После сорока лет город Уотерфорд наконец привык к манере поведения Люси. Он знал нежную, почтительную Люси, знал также вульгарную и неуживчивую. Пятьсот жителей нашего города явились на ее «Последний ужин»: на двести человек больше, чем было приглашено. Люси никогда особо строго не придерживалась этикета, и все в Уотерфорде знали, что двери ее дома всегда открыты. А еще она всегда улыбалась на публике. Люди пришли попрощаться с ее знаменитой улыбкой.
Майк Хесс предлагал заказать угощение в ресторане, но мы настояли на том, что приготовим все сами. Как и остальные мои друзья, он влюбился в Люси задолго до того, как начал заглядываться на девочек. В своем первом интервью журналу «Премьер» Майк сказал буквально следующее: он впервые узнал о том, что в маленьких городах живут богини, когда пришел на пятый день рождения к своему лучшему другу и увидел Люси Макколл. Майк проводил так много времени у нас дома не только потому, что мы с ним были очень близки, но и потому, что Люси всегда добродушно флиртовала с молоденькими мальчиками, и я это отлично знал. Люси была из тех харизматических матерей, что находили время выслушать приятелей своих детей, дать им хороший совет; тем самым она влияла — к лучшему или к худшему — на всех тех, кому посчастливилось быть рядом с ней.
Группа «Ред клэй рамблерз», обосновавшаяся на берегу реки, вот уже много часов подряд исполняла свои слащавые песни. Сенатор Эрнест Холдинге развлекал гостей на зеленой поляне, идущей от дома к воде, а его соперник — республиканец Стром Термонд — целовал ручки каждой даме в пределах видимости, а в воздухе витали ароматы праздничной еды, не слишком полезной для сосудов и очень полезной для души. Дюпри колдовал над кастрюлей с тушеным мясом по-фрогморски[182] возле столиков для пикника, и я чувствовал, как запах свиной колбасы смешивается с запахом кукурузы и креветок, наполняя воздух ароматом полей и соленых болот.

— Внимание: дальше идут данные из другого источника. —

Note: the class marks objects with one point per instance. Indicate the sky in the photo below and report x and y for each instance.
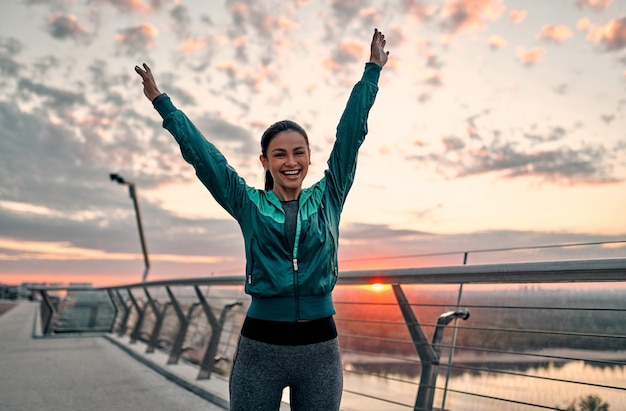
(498, 124)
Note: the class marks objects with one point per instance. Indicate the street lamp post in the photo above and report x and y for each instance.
(133, 195)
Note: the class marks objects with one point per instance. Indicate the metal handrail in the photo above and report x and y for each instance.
(572, 271)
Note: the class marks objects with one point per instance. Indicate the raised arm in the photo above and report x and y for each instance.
(150, 88)
(352, 127)
(228, 189)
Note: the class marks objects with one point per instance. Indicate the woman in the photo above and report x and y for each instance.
(288, 338)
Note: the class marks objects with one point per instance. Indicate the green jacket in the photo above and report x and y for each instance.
(287, 282)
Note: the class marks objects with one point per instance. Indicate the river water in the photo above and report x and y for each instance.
(550, 394)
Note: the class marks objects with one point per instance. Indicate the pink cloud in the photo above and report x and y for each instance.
(471, 15)
(517, 16)
(136, 39)
(612, 35)
(63, 26)
(530, 56)
(191, 45)
(597, 5)
(555, 33)
(496, 42)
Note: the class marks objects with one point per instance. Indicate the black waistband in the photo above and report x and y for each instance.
(289, 333)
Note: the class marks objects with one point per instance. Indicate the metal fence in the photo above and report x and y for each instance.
(523, 336)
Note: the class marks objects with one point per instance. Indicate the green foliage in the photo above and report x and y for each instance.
(588, 403)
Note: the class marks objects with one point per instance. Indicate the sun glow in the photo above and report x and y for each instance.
(380, 287)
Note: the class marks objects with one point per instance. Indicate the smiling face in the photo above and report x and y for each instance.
(287, 159)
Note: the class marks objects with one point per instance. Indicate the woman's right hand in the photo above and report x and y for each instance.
(150, 88)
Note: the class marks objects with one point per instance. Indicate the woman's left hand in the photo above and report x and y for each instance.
(378, 54)
(150, 88)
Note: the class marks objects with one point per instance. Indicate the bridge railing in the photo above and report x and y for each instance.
(469, 337)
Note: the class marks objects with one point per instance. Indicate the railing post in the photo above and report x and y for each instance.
(121, 328)
(209, 359)
(428, 357)
(134, 335)
(429, 353)
(115, 308)
(183, 324)
(156, 329)
(47, 316)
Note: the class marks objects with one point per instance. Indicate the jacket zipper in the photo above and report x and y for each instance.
(294, 262)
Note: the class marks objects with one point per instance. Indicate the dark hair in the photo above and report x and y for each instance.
(269, 135)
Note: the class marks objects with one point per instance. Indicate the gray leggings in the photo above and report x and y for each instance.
(313, 373)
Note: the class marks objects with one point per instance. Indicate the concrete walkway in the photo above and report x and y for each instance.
(90, 373)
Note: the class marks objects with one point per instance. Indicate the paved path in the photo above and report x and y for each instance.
(80, 373)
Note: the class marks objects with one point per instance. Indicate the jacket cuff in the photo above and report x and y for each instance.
(163, 104)
(371, 73)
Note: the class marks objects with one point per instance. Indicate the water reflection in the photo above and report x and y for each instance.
(551, 385)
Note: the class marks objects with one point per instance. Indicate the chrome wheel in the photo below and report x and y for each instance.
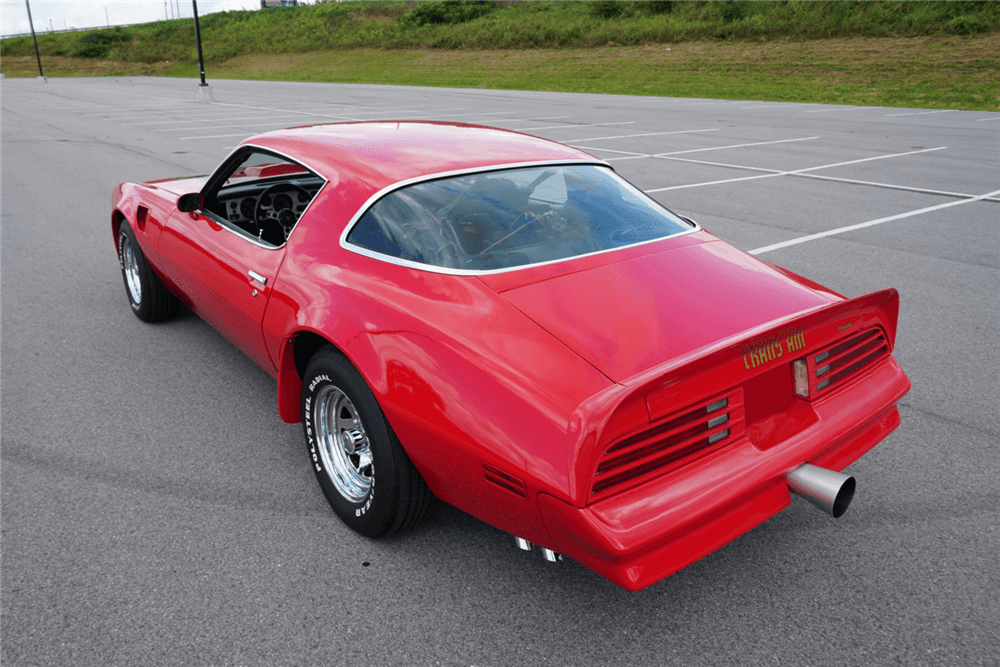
(131, 267)
(343, 444)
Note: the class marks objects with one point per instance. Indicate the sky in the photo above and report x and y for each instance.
(66, 14)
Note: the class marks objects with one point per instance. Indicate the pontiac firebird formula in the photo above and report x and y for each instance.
(503, 322)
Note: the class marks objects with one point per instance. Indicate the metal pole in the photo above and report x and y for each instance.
(197, 36)
(34, 39)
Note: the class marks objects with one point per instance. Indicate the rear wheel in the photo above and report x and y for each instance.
(365, 475)
(150, 300)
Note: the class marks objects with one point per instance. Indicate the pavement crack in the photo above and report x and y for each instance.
(950, 420)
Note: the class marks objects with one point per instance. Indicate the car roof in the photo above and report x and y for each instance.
(387, 152)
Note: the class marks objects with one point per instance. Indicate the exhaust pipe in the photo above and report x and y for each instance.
(828, 490)
(548, 554)
(551, 556)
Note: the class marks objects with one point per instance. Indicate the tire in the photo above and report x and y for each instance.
(149, 298)
(367, 478)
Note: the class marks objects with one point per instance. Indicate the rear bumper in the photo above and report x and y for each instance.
(643, 535)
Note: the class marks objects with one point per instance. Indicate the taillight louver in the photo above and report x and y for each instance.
(843, 359)
(668, 444)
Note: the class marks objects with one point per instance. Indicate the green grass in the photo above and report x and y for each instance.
(511, 25)
(923, 54)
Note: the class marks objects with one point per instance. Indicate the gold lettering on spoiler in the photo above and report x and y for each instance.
(774, 349)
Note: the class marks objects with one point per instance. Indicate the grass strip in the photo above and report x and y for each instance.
(924, 72)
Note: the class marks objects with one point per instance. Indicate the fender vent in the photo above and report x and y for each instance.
(672, 442)
(505, 481)
(140, 217)
(830, 367)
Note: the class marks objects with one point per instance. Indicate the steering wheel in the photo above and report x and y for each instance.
(274, 213)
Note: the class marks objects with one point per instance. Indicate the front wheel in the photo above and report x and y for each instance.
(365, 475)
(149, 298)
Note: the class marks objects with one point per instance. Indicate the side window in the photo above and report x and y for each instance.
(262, 195)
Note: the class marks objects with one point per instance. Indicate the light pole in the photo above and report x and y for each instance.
(35, 40)
(204, 90)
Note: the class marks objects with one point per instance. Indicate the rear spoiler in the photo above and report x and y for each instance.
(707, 371)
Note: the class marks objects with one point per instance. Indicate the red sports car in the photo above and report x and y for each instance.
(504, 323)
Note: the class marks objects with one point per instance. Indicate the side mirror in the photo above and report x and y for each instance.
(190, 202)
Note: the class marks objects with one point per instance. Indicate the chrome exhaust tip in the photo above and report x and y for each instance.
(828, 490)
(551, 556)
(523, 544)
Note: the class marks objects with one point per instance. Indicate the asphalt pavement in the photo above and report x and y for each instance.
(156, 510)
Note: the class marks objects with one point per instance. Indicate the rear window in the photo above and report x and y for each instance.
(510, 218)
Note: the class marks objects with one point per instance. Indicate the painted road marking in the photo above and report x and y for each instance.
(772, 173)
(870, 223)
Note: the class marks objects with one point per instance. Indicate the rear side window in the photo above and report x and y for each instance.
(510, 218)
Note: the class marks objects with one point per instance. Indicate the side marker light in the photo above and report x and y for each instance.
(801, 373)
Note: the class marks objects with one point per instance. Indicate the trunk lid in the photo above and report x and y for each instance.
(628, 316)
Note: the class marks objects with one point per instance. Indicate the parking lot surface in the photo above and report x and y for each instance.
(156, 510)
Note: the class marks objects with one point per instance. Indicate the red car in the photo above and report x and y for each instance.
(504, 323)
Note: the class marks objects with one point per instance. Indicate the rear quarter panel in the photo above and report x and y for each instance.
(463, 378)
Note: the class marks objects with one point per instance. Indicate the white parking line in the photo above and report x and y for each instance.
(556, 127)
(772, 173)
(787, 105)
(890, 186)
(699, 150)
(247, 116)
(281, 122)
(536, 119)
(918, 113)
(841, 109)
(870, 223)
(647, 134)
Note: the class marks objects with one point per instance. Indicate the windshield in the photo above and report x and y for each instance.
(515, 217)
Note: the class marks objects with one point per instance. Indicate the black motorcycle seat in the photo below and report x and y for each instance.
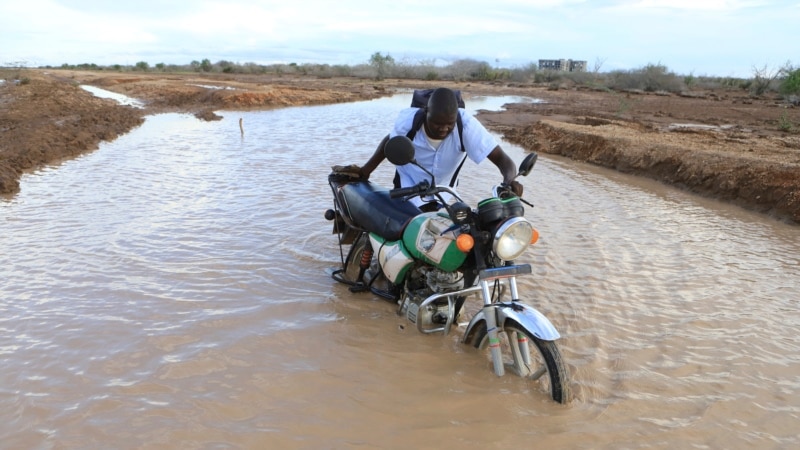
(371, 207)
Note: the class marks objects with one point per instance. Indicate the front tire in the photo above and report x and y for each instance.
(541, 363)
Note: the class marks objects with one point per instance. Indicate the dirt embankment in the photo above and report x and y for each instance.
(724, 145)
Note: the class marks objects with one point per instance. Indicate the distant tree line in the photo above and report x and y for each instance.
(784, 81)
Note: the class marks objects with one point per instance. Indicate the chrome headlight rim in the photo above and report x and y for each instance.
(512, 238)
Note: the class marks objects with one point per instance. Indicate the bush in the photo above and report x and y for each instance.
(791, 84)
(650, 78)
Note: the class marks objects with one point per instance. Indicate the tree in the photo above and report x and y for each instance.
(381, 64)
(790, 85)
(762, 79)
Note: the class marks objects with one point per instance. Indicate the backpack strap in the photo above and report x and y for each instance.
(419, 118)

Напротив меня Даллас, одетый не по-парадному, в джинсы и рубашку, переворачивал на противнях устриц, жарящиеся на пылающих углях. Делал он это очень аккуратно, следя затем, чтобы нагревание происходило равномерно: в результате раковины сами раскрывались от внутреннего тепла, выплевывая на противень ароматный сок. Затем Даллас выкладывал раскрывшиеся раковины на накрытые газетами столы, и от обесцветившихся моллюсков шел неповторимый — чистый, чуть металлический, мускусный — запах водорослей. Ти вместе с невестками разносил тарелки с барбекю; свинина под горчичным соусом была точно нарисованный золотой лист. Возле трех открытых баров толпились говорливые гости, и к их услугам были ящики со льдом, доверху забитые пивными банками. Женщины явились во всеоружии, так как знали, что для Люси не существовало понятия «повседневная одежда», и на всякий случай оделись так, чтобы сразить всех наповал, поскольку, как ни старались, не смогли вытянуть из виновницы торжества дресс-код для приема.
Майк стоял на веранде рядом с Люси и доктором Питтсом, встречал и направлял непрерывный поток поднимавшихся по ступеням гостей, пожимал руки особо почетным из них в тени восьми ионических колонн, а затем вел вновь прибывших через весь дом к наружной лестнице, навстречу музыке и соблазнительным запахам еды. Я поручил Ли запечатлеть все на видеокамеру для истории.
— Ты у нас продюсер, директор, звукооператор и осветитель. В одном лице. Стань Феллини. Сделай нас всех знаменитыми, — сказал я дочери.
Весь вечер Ли, одетая в белое платье, бродила среди огромной добродушной толпы гостей. Она стала такой же неотъемлемой частью Уотерфорда, как и любой из нас, и каждый раз, когда она нацеливала камеру на незнакомую группу людей, кто-нибудь обязательно замечал ее, делал шаг назад и представлял ей присутствующих. И я уже неоднократно слышал, как кто-то, с кем она до сих пор не была знакома, восклицал: «Боже мой, детка, ты просто копия своей прелестной мамы! Шайла ходила с моей внучкой Бейли в балетную школу. Они были не разлей вода. На сцене Шайла была прямо как лилия! Я знаю, что говорю. Я там была».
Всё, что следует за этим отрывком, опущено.